Trainers might readily identify the problems with such practices and enthusiastically compile training courses to encourage investigative journalism, specialist coverage, or feature writing. However, in the context of understaffed newsrooms and a perpetual sense of plugging the gaps, there is little space for quality journalism to flourish, no matter how keen young journalists may be. And journalists will remain young, contributing to the “juniorization” of the profession. Poor salaries and the lack of any career path see many talented journalists, often the recipients of costly training, move out of the newsroom and into more lucrative opportunities in government communications, public relations, or the advertising industry.
In this environment, courses that are designed to inspire journalists or encourage creative approaches to the craft are more likely to be exercises in frustration if, at the end of the training, they return to under-resourced newsrooms running on skeleton budgets.

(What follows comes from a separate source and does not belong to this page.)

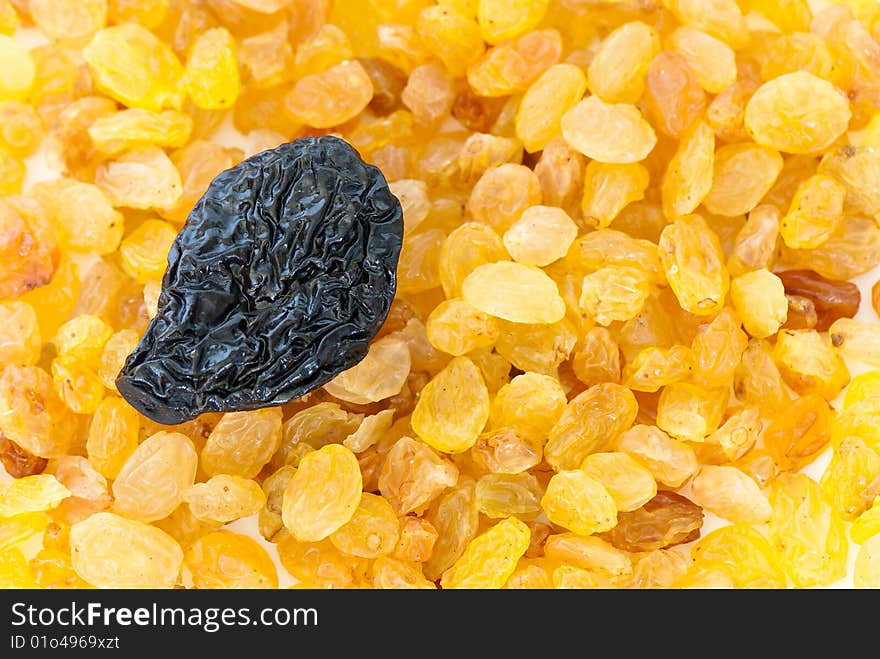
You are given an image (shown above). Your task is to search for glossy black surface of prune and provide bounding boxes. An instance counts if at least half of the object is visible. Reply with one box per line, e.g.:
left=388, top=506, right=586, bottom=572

There are no neat answers, but perhaps it is time to consider alternatives to previous definitions of what journalism training courses can provide. We have to address the lack of resources in newsrooms and find ways to ensure that we keep journalists practicing as journalists so that we reap the benefit of experience and expertise. Concurrent with journalism training that emphasizes ethical, accurate, analytical news coverage, there has to be an injection of funds to hire sufficient staff to produce a quality product.
Does this imply greater focus on the need for innovative management training—not in how to squeeze greater profits from the newsroom—but in how to create the conditions in which quality journalism can thrive?
Are there short-term measures to encourage journalists to stay in the profession but to enjoy a respite from the daily grind through channeling funds into journalism fellowships rather than training courses?
Whatever the approach, it must begin with adequate recognition and understanding of the conditions in which journalists in the developing world are working. It cannot be business as usual. It should not come in the form of preconceived courses that satisfy the trainer but which fail to meet the needs and context of the trainees.
Sue Valentine, a 2003 Nieman Fellow, is director of The Media Programme at the Open Society Foundation in Cape Town, South Africa. It works to promote media plurality and the use of the media as a tool for sustaining democracy and promoting development in South Africa.